Okay, so I am attempting to model the relationship between affect, effort, and performance. All three measures are assessed seven time. In the within-person model, I want to examine the extent to which within-person changes in affect are related to within-person changes in effort and performance. At the between-level, I want to examine whether general affect is related with effort and performance.
At the within-level, I do find a significant relationships between all three variables, which is great. Now, I want to know whether those relationships hold once I take into account the effects of previous time point of the same variable (i.e., the effect of t-1). By taking into account the previous time-points of the same variable, any significant relationship I find can be interpreted as an incremental effect. I believe this is a more conservative test of the within-person relationships.
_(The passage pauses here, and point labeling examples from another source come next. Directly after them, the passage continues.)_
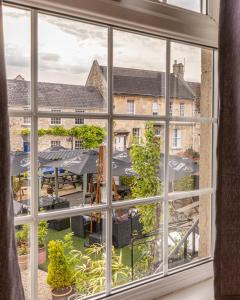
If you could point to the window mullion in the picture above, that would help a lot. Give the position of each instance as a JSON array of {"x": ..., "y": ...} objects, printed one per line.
[
  {"x": 166, "y": 172},
  {"x": 34, "y": 159},
  {"x": 109, "y": 165}
]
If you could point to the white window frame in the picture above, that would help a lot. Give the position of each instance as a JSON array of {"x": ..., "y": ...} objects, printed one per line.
[
  {"x": 55, "y": 143},
  {"x": 182, "y": 109},
  {"x": 56, "y": 120},
  {"x": 172, "y": 23},
  {"x": 79, "y": 120},
  {"x": 176, "y": 138},
  {"x": 130, "y": 106}
]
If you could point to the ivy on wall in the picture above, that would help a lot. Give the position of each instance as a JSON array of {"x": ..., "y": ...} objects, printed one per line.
[{"x": 90, "y": 135}]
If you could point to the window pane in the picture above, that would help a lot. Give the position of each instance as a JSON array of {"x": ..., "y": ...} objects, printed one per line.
[
  {"x": 190, "y": 156},
  {"x": 16, "y": 24},
  {"x": 138, "y": 73},
  {"x": 20, "y": 165},
  {"x": 189, "y": 230},
  {"x": 73, "y": 73},
  {"x": 74, "y": 161},
  {"x": 22, "y": 234},
  {"x": 138, "y": 241},
  {"x": 72, "y": 258},
  {"x": 191, "y": 81},
  {"x": 138, "y": 159}
]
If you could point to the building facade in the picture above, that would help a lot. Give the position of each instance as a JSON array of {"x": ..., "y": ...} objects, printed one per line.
[{"x": 136, "y": 92}]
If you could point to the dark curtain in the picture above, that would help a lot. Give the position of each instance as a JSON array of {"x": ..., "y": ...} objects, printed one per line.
[
  {"x": 10, "y": 278},
  {"x": 227, "y": 249}
]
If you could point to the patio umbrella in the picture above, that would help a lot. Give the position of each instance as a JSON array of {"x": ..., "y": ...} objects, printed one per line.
[{"x": 20, "y": 162}]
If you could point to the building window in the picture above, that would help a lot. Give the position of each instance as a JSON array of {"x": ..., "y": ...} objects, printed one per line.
[
  {"x": 182, "y": 109},
  {"x": 155, "y": 108},
  {"x": 79, "y": 121},
  {"x": 136, "y": 135},
  {"x": 177, "y": 138},
  {"x": 55, "y": 144},
  {"x": 78, "y": 145},
  {"x": 155, "y": 200},
  {"x": 27, "y": 120},
  {"x": 157, "y": 131},
  {"x": 56, "y": 120},
  {"x": 131, "y": 107},
  {"x": 170, "y": 109}
]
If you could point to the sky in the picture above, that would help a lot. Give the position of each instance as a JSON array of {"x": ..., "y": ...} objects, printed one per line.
[{"x": 67, "y": 48}]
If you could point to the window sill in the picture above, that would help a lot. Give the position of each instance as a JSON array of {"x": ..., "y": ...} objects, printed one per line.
[{"x": 169, "y": 284}]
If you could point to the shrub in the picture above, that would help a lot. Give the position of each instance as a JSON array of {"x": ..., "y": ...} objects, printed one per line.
[
  {"x": 42, "y": 233},
  {"x": 59, "y": 271}
]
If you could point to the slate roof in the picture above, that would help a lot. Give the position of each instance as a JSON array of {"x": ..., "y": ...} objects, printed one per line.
[
  {"x": 55, "y": 95},
  {"x": 152, "y": 83}
]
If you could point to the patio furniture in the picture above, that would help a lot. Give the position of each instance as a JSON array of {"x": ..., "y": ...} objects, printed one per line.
[
  {"x": 121, "y": 232},
  {"x": 59, "y": 224},
  {"x": 80, "y": 225}
]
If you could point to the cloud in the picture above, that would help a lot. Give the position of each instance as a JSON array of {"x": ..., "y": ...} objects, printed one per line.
[
  {"x": 51, "y": 57},
  {"x": 17, "y": 58},
  {"x": 79, "y": 30}
]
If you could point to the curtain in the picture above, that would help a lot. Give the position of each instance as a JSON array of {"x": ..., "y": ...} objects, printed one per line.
[
  {"x": 10, "y": 278},
  {"x": 227, "y": 249}
]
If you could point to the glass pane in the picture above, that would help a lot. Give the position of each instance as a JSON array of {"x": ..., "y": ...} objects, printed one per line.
[
  {"x": 191, "y": 81},
  {"x": 138, "y": 84},
  {"x": 138, "y": 243},
  {"x": 17, "y": 49},
  {"x": 189, "y": 230},
  {"x": 20, "y": 164},
  {"x": 194, "y": 5},
  {"x": 72, "y": 261},
  {"x": 190, "y": 159},
  {"x": 72, "y": 74},
  {"x": 73, "y": 161},
  {"x": 190, "y": 156},
  {"x": 22, "y": 234},
  {"x": 138, "y": 159}
]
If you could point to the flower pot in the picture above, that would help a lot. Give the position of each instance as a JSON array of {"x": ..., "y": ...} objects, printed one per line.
[
  {"x": 42, "y": 255},
  {"x": 62, "y": 294},
  {"x": 23, "y": 261}
]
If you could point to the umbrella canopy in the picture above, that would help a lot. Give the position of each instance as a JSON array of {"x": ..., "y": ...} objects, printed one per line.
[{"x": 20, "y": 162}]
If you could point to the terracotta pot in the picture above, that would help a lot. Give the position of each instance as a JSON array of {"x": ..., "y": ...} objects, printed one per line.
[
  {"x": 23, "y": 261},
  {"x": 42, "y": 255},
  {"x": 62, "y": 294}
]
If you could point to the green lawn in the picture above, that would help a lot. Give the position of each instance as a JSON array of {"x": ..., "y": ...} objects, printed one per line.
[{"x": 78, "y": 244}]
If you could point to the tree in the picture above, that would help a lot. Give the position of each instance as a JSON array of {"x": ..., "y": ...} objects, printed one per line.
[{"x": 145, "y": 159}]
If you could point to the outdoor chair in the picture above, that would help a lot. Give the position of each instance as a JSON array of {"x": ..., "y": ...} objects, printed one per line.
[{"x": 80, "y": 225}]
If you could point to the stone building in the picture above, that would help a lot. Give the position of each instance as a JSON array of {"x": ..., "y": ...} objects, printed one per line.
[{"x": 139, "y": 92}]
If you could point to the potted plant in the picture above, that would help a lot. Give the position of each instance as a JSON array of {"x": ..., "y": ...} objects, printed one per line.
[
  {"x": 59, "y": 271},
  {"x": 22, "y": 246},
  {"x": 42, "y": 233}
]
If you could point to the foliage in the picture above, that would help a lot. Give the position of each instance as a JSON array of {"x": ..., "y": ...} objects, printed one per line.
[
  {"x": 42, "y": 233},
  {"x": 89, "y": 270},
  {"x": 59, "y": 268},
  {"x": 146, "y": 163},
  {"x": 22, "y": 240},
  {"x": 23, "y": 234},
  {"x": 25, "y": 131},
  {"x": 92, "y": 136},
  {"x": 185, "y": 183},
  {"x": 192, "y": 153},
  {"x": 58, "y": 131}
]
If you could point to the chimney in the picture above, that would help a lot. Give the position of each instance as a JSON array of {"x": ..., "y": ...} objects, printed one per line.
[{"x": 178, "y": 69}]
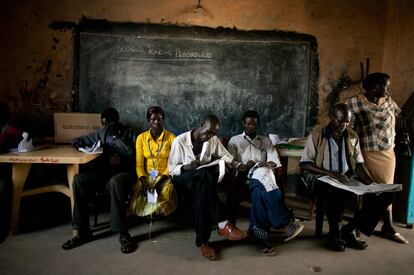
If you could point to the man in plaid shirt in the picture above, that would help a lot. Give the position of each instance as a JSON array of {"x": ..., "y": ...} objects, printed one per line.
[{"x": 374, "y": 116}]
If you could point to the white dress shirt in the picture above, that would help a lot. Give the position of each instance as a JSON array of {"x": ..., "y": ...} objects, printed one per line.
[
  {"x": 182, "y": 153},
  {"x": 331, "y": 154},
  {"x": 258, "y": 149}
]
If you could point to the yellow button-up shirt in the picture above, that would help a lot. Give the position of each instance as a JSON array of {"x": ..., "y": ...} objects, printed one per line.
[{"x": 149, "y": 154}]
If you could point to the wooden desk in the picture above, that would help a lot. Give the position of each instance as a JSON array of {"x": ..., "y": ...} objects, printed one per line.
[{"x": 50, "y": 154}]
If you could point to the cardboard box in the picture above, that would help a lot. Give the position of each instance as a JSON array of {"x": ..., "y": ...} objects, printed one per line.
[{"x": 72, "y": 125}]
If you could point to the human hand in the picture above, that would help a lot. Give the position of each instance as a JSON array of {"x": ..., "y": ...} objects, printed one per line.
[
  {"x": 144, "y": 184},
  {"x": 268, "y": 164},
  {"x": 250, "y": 164},
  {"x": 192, "y": 165},
  {"x": 76, "y": 144},
  {"x": 341, "y": 178}
]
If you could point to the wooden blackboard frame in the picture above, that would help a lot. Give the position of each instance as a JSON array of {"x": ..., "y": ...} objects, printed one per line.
[{"x": 196, "y": 32}]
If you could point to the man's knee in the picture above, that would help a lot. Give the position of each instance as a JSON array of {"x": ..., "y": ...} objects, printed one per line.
[
  {"x": 121, "y": 181},
  {"x": 77, "y": 181}
]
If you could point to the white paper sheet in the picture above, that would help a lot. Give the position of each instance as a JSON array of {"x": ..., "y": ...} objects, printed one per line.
[
  {"x": 359, "y": 188},
  {"x": 222, "y": 168}
]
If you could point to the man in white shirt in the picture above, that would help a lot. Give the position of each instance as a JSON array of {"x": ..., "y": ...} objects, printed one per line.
[
  {"x": 259, "y": 160},
  {"x": 190, "y": 150},
  {"x": 333, "y": 150}
]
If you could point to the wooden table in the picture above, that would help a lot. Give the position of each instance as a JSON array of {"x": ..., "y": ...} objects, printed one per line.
[{"x": 49, "y": 154}]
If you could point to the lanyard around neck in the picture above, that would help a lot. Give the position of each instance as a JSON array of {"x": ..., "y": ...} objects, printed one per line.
[
  {"x": 155, "y": 159},
  {"x": 254, "y": 145}
]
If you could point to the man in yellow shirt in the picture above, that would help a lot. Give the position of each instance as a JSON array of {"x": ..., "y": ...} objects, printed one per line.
[{"x": 152, "y": 151}]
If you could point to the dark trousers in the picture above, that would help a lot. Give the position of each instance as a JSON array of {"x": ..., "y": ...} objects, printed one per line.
[
  {"x": 119, "y": 187},
  {"x": 366, "y": 219},
  {"x": 268, "y": 209},
  {"x": 201, "y": 186}
]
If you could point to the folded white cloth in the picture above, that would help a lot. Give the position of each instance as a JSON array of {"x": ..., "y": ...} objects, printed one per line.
[{"x": 25, "y": 145}]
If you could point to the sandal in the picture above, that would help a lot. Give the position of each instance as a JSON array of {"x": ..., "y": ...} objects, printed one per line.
[
  {"x": 127, "y": 244},
  {"x": 393, "y": 236},
  {"x": 267, "y": 248},
  {"x": 268, "y": 251}
]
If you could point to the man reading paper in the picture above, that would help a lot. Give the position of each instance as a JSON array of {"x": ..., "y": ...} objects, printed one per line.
[{"x": 334, "y": 151}]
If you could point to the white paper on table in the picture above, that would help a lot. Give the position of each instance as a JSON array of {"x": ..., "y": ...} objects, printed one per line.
[
  {"x": 94, "y": 149},
  {"x": 359, "y": 188},
  {"x": 265, "y": 175},
  {"x": 152, "y": 197},
  {"x": 222, "y": 168}
]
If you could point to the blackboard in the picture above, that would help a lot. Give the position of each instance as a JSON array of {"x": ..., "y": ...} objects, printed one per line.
[{"x": 194, "y": 71}]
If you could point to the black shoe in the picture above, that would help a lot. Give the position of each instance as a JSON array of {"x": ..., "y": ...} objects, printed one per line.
[
  {"x": 336, "y": 244},
  {"x": 127, "y": 244},
  {"x": 76, "y": 241},
  {"x": 353, "y": 242}
]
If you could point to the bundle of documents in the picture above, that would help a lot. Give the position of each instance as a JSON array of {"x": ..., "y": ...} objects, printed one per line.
[
  {"x": 359, "y": 188},
  {"x": 94, "y": 149}
]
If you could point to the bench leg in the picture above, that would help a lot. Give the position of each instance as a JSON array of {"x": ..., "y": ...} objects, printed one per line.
[{"x": 19, "y": 176}]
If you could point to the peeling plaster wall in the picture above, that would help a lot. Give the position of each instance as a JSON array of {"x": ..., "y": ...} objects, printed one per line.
[
  {"x": 36, "y": 62},
  {"x": 399, "y": 50}
]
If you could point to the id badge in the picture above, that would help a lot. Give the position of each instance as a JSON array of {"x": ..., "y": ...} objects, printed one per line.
[
  {"x": 153, "y": 174},
  {"x": 115, "y": 160}
]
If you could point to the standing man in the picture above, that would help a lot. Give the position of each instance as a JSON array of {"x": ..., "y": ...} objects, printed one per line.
[
  {"x": 117, "y": 172},
  {"x": 9, "y": 138},
  {"x": 189, "y": 150},
  {"x": 375, "y": 115},
  {"x": 334, "y": 151},
  {"x": 256, "y": 154}
]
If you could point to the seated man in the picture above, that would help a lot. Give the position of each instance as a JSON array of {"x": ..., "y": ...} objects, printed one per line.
[
  {"x": 9, "y": 138},
  {"x": 190, "y": 150},
  {"x": 334, "y": 151},
  {"x": 268, "y": 208},
  {"x": 117, "y": 172}
]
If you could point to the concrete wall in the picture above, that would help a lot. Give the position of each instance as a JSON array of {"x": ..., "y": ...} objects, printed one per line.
[
  {"x": 399, "y": 50},
  {"x": 36, "y": 62}
]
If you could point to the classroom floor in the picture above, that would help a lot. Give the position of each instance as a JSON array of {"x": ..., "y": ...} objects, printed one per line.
[{"x": 171, "y": 250}]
Seems like a single-level model would work. So for each time point you have a path model for 3 variables: affect, effort, and performance. And you have 7 time points, so a single-level model would have 21 outcome variables. The sets of 3 variables are correlated across time, e.g by lagged effects. The "between variable" predicts the 3 variables (or some of them) the same or different ways over time.